Supposedly, August was given an extra day from February so that it would have the same number as July (and be an odd number). That now made for three successive months (July, August, September) with thirty-one days. Caesar's system of alternating months of thirty and thirty-one days was said to have been abandoned, and a day taken from September and added to October, and a day from November added to December to give the months their familiar lengths. And obliging one to remember them all by chanting "Thirty days hath September, April, June, and November...," a rhyme that extends back to the Middle Ages.

It could have been worse: Suetonius relates that Caligula renamed September after his father Germanicus and that Nero renamed April after himself, as did Domitian for the months of September and October. (All three emperors suffered damnatio memoriae by the Senate, however, and their names damned to the memory.) There also were attempts to substitute Claudius for May and Germanicus for June. Indeed, Commodus wanted to rename every month of the year after himself. Tiberius, who succeeded Augustus and was offered a similar honor, at least asked what eventually would happen if there were thirteen caesars. And Antoninus Pius, when the Senate proposed that September and October be called Antoninus and Faustina, refused altogether.

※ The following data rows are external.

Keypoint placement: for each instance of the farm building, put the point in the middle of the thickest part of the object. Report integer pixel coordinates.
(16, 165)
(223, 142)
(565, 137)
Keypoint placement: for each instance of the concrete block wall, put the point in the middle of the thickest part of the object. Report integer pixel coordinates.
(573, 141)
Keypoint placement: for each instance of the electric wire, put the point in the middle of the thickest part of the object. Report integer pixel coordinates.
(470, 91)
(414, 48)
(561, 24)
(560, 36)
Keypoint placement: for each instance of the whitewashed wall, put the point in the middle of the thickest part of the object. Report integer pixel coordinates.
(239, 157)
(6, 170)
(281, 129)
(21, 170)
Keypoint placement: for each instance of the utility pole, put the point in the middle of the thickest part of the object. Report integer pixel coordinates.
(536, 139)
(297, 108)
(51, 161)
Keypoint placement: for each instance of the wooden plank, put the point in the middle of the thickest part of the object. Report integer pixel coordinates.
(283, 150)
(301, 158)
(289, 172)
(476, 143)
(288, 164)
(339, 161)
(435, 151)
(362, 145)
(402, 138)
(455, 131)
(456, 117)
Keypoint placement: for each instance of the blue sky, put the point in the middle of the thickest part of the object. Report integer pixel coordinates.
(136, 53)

Although it was in his capacity as pontifex maximus that Julius Caesar reformed the Republican calendar, the statue (top) portrays Augustus in that role, an office he assumed in 12 BC. His pietas toward the gods, one of the virtues stressed by Augustus, is demonstrated by his portrayal as a priest offering sacrifice, with the toga pulled partly over his head (capite velato). Although the hands and right forearm are missing, they are presumed to have held the lituus, a crooked staff with which the augur divided the sky into regions for the purpose of divination, and the patera, a shallow bowl used in sacrifices.

The statue, the head of which is of Greek marble and the toga of Italian marble, is in the Palazzo Massimo Alle Terme (Rome) and thought to date from the last decade of the first century BC, shortly after the dedication of the Ara Pacis.